We’ve talked about best practices in recovering from a ransomware attack and having a zero-security mindset. But getting an organizations’ proverbial arms around, and reining in, IT complexity, presents a new challenge.

The concept of abstraction

Most companies can’t rip everything up and start over. They need to work with what they have. So the most effective approach to mitigating the effects of complexity can be summarized in one word: abstraction.

Abstraction isn’t a new IT concept. It’s been around for a while. Essentially, abstraction shows you what you need to see, and filters out everything else. You can distinguish signal from noise if you can view and analyze the details and patterns that matter and hide irrelevant details.

Abstraction also allows IT departments to focus on what matters: outcomes.

With effective IT infrastructure abstraction, you can ensure three things:

  • Application availability: IT needs to know not only that an application is running, but that it’s performing as expected. Abstracting an enterprise’s infrastructure across physical, virtual and cloud systems with application-aware software-defined infrastructure allows you to verify that applications are performing as the business requires. It also allows for better recovery testing so that you can get understand how quickly you can get a business service running again after a ransomware attack.
  • Data management and protection: Abstraction allows IT to protect data at scale across client/server, virtual, cloud, and serverless, including backup and recovery across storage arrays and clouds, removing the complexity associated with disparate storage solutions.
  • Better insights and data classification: Abstraction also allows IT to simplify their data landscape by correlating and analyzing data across on-premises, virtual and cloud environments, understanding the value of their data, as well as potential backup issues. For example, abstraction could allow an IT department to predict that a backup pool will fail, allowing them to take action and mitigate the threat of data loss due to ransomware or disaster.

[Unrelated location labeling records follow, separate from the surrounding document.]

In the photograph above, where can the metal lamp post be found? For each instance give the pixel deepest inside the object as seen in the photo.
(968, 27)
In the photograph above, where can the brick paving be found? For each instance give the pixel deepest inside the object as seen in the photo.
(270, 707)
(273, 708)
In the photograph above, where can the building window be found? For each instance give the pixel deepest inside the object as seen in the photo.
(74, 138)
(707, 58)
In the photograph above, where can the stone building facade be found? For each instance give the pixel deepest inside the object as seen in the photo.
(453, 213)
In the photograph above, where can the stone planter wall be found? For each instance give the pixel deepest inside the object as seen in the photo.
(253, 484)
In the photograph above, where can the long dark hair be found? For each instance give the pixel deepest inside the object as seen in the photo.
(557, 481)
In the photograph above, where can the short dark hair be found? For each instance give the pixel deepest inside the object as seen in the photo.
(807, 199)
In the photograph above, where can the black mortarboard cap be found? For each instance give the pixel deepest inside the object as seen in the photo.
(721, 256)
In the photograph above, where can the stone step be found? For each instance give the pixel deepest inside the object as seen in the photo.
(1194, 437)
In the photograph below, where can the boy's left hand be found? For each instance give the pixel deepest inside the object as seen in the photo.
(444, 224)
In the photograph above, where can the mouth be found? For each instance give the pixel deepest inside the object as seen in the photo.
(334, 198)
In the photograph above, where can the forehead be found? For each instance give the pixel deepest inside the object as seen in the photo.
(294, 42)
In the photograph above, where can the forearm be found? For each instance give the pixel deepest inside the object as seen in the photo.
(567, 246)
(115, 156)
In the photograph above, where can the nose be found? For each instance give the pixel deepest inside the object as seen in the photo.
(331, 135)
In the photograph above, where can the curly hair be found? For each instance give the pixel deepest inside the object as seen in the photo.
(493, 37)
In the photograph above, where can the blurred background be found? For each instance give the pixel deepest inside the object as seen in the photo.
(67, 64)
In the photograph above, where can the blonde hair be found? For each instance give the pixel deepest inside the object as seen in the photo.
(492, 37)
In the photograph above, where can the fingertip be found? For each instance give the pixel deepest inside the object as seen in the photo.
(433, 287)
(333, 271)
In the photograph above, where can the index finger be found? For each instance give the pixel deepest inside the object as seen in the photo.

With malicious actors spinning up new and more complex ransomware threats daily, growing complexity is a constant worry for IT leaders, who are under constant pressure to mitigate the financial and reputational risks of ransomware.

With effective abstraction, making sense of IT complexity doesn’t have to be like boiling the ocean. IT can attain increased visibility, availability, and protection of their data, giving them another critical tool in the fight against ransomware.